Well, at the risk of creating an 'alignment war'... evil is pretty much definitionally a lack of regard for the welfare of others. At the VERY LEAST this is a hallmark of evil. So, the characters participating in an 'evil campaign' are basically BY DEFINITION unconcerned with each other's welfare (beyond some sort of narrow self interest obviously). The classic evil campaign we ran for a few years pretty much worked on the premise that there was, at some level, an 'evil overlord'. If you screwed up the 'evil side' too much with whatever antics you were up to, then you got offed (because Mr Evil Overlord squashed you like a bug, or more like some of his sub-lieutenants did that). NO PC ever learned the identity of the evil overlord, and if you did rise to a level of power that seemed a bit too much, you found your 'usefulness' started to be doubted!

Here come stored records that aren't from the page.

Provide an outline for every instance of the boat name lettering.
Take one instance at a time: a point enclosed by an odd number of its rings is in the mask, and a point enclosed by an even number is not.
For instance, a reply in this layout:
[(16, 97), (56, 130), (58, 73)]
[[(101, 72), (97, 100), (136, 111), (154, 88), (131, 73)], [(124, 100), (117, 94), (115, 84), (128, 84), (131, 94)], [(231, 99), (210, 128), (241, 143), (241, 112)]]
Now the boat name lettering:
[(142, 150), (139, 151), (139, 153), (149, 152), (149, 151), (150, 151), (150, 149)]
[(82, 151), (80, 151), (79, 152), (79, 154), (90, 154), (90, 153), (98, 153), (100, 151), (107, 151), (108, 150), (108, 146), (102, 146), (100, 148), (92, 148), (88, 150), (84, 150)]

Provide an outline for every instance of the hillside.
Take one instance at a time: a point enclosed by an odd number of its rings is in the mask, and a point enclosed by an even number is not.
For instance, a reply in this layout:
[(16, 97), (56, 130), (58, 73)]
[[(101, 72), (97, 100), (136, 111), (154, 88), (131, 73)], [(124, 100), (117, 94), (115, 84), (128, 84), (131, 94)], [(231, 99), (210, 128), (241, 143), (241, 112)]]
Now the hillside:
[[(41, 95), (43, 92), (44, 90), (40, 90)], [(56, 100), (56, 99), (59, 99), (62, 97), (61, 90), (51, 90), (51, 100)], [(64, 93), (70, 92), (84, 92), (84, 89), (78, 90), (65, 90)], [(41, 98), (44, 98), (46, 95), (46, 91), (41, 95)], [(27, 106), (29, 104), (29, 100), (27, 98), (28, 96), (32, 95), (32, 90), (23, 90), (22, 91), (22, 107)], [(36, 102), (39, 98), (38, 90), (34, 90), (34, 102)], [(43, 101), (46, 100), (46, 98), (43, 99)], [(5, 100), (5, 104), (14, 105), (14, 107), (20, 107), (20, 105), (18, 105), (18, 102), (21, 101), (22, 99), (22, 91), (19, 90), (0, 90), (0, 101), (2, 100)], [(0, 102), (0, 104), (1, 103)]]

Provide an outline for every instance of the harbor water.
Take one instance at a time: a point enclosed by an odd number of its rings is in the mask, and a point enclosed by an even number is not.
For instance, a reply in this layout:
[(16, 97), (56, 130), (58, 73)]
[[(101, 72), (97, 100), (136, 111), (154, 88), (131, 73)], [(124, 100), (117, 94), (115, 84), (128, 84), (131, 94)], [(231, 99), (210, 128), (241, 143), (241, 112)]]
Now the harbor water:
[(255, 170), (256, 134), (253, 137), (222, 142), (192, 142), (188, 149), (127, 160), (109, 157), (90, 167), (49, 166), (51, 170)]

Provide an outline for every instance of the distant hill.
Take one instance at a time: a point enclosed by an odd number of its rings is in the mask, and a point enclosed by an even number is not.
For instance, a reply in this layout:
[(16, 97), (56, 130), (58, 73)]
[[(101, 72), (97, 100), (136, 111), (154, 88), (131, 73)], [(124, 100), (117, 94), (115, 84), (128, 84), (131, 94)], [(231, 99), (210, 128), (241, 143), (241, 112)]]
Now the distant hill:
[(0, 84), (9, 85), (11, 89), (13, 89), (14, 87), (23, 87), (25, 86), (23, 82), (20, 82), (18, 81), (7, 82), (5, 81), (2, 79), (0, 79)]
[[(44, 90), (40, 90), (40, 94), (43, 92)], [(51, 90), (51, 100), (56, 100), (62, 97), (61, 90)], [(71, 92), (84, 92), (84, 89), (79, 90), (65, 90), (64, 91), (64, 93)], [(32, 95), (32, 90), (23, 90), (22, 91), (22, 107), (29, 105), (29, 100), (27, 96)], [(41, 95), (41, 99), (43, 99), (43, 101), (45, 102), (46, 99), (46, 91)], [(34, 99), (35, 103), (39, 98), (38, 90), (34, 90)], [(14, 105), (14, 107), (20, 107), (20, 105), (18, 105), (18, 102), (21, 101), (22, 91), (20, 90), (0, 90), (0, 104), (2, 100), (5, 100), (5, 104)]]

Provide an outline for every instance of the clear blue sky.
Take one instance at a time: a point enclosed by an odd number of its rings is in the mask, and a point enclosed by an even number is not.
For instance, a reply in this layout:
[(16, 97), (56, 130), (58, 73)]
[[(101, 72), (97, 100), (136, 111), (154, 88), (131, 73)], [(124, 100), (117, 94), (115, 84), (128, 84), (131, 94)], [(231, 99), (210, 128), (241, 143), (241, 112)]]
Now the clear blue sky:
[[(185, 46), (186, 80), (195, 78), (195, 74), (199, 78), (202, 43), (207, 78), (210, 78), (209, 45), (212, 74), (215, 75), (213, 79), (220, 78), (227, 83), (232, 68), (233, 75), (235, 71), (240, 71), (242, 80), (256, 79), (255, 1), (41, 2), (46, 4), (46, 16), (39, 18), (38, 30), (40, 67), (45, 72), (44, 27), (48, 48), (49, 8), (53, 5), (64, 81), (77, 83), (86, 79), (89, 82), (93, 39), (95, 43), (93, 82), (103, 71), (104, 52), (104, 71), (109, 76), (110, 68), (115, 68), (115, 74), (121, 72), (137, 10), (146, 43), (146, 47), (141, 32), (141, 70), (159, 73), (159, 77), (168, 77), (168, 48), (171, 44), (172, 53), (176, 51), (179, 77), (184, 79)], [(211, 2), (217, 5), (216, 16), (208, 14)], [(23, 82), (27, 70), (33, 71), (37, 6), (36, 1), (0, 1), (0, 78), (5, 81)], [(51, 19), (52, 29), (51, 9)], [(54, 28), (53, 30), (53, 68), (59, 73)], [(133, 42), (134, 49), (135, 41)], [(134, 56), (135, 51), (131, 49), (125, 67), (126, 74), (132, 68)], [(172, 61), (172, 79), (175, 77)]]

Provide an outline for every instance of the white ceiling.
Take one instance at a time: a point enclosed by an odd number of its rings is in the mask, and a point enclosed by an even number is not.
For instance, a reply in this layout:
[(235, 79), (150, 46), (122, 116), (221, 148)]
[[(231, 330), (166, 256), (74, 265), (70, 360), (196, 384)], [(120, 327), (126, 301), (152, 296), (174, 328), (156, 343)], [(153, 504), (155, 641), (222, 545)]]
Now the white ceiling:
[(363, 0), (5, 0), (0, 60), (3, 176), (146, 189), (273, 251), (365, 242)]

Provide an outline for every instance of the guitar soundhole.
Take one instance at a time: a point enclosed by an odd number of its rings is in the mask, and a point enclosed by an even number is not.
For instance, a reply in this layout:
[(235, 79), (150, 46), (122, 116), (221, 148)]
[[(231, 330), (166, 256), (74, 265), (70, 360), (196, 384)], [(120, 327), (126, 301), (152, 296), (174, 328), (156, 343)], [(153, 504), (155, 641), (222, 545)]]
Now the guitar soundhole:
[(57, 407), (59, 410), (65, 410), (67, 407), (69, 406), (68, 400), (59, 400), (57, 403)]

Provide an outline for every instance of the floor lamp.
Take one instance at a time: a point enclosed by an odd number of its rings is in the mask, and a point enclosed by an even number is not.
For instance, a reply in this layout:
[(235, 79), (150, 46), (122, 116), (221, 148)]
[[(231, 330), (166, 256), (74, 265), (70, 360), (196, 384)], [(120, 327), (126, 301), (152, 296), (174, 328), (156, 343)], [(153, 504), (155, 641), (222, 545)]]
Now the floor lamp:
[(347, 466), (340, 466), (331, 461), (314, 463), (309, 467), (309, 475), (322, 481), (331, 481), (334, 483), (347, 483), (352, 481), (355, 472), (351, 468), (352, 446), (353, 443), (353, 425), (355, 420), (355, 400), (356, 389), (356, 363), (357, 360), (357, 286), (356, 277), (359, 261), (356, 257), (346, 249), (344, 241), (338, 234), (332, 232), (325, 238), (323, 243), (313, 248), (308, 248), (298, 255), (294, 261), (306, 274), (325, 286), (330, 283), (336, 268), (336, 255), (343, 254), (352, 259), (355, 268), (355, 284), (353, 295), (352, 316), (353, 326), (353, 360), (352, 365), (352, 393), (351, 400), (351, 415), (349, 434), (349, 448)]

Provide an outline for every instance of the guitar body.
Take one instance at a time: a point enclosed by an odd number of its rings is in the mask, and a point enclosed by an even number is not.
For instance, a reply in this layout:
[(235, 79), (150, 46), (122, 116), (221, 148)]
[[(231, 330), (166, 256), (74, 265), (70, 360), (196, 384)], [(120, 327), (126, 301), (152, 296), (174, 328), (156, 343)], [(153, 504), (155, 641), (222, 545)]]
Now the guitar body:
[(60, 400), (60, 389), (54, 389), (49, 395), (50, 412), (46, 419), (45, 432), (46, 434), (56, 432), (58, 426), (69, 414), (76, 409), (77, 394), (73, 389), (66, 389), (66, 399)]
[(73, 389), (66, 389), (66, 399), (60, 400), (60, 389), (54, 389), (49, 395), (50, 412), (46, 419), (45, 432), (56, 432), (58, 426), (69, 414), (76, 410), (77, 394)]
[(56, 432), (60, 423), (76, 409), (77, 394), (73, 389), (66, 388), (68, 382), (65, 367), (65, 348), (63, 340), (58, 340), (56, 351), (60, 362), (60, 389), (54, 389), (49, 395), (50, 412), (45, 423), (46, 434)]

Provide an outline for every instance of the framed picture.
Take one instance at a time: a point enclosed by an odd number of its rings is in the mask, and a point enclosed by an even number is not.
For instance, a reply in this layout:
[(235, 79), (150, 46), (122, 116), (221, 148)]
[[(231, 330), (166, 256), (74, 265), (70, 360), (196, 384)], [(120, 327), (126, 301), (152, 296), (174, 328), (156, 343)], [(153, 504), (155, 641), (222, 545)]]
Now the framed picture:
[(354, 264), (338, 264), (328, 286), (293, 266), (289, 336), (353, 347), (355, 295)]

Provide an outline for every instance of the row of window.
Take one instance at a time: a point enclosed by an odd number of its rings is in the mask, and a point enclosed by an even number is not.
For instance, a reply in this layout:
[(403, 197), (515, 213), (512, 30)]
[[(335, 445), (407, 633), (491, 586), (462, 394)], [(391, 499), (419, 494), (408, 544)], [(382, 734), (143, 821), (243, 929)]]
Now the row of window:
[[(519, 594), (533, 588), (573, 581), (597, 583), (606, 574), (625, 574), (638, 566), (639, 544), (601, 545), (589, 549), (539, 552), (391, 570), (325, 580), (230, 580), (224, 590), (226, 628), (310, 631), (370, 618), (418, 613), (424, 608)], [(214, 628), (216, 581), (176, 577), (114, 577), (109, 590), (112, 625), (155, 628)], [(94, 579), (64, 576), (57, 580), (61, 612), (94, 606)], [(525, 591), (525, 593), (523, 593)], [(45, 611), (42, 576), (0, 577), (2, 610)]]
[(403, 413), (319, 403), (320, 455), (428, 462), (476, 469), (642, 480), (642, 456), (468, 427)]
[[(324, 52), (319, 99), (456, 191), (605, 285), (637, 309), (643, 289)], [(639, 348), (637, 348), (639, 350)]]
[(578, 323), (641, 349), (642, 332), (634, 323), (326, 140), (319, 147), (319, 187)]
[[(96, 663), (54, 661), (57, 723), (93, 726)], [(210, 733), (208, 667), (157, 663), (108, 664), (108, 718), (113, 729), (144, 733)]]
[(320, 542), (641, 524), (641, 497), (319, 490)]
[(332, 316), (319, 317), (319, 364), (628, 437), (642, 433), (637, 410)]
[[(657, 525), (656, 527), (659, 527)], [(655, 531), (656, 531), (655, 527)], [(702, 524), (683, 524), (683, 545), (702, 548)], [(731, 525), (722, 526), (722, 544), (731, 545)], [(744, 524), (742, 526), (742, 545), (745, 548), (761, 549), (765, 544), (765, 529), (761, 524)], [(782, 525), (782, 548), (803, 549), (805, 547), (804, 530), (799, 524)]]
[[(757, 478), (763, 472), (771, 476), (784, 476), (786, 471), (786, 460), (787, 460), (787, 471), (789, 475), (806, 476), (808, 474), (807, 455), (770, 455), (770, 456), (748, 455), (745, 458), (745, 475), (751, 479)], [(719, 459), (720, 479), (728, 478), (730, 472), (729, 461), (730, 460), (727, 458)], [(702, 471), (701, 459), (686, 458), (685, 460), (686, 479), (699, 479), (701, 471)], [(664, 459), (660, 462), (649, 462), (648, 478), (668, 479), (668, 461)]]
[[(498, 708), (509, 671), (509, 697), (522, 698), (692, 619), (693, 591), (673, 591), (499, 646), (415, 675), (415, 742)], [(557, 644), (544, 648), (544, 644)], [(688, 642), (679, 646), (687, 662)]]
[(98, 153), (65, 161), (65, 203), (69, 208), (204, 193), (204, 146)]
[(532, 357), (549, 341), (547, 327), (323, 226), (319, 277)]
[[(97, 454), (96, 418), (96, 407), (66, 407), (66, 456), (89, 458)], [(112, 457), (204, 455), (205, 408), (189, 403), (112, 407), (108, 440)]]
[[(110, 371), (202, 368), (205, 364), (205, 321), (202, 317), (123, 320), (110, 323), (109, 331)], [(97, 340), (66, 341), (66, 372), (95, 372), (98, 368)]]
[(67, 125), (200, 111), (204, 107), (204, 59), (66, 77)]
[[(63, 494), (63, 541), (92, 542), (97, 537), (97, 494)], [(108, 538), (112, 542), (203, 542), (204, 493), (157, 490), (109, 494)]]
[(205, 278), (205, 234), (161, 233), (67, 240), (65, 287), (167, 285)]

So, the basic equation was, you could backstab or whatever, but if it compromised the outcome of your current mission, then you were probably SOL unless you had a really good excuse, or could get something on your immediate superior so he wouldn't just off you. Thus the PCs often DID cooperate, and in many cases there wasn't a lot of reason for them NOT to do so. Albeit someone was always scheming and each character constantly either sought out some way to get more powerful than the others, or else to force them to work for him, etc. After a while some PCs rose into the ranks of the 'supervisors' a couple levels, and of course it was all just more of the same! Except now you had minions (who were often other PCs, this was after all AD&D).
Overall it worked pretty well, but there were certain inherent limits. Any PC that was weakened for some reason was either ripe to be ganked and looted, or put under another's thumb, so it was hard to survive and actually advance. Beyond that, the campaign could only go in a few limited directions or else it would 'blow up'. Without an evil overlord any pretense of cooperation would evaporate (we learned this). In fact the whole thing eventually crashed and burned because some certain player's character decided to help the good guys in order to get something or other, and evil's organization got mostly destroyed, after which the PCs just all murdered each other left and right. It was interesting, but it pretty quickly got old and futile.
I think it was a great success, lots of fun was had by all (many hilarious and stupid deaths of PCs) but it was not the most long-lasting possible format. I guess if you could come up with some sort of really credible ideology for evil, that might work better. Maybe something "We Orcs are the best!" or something.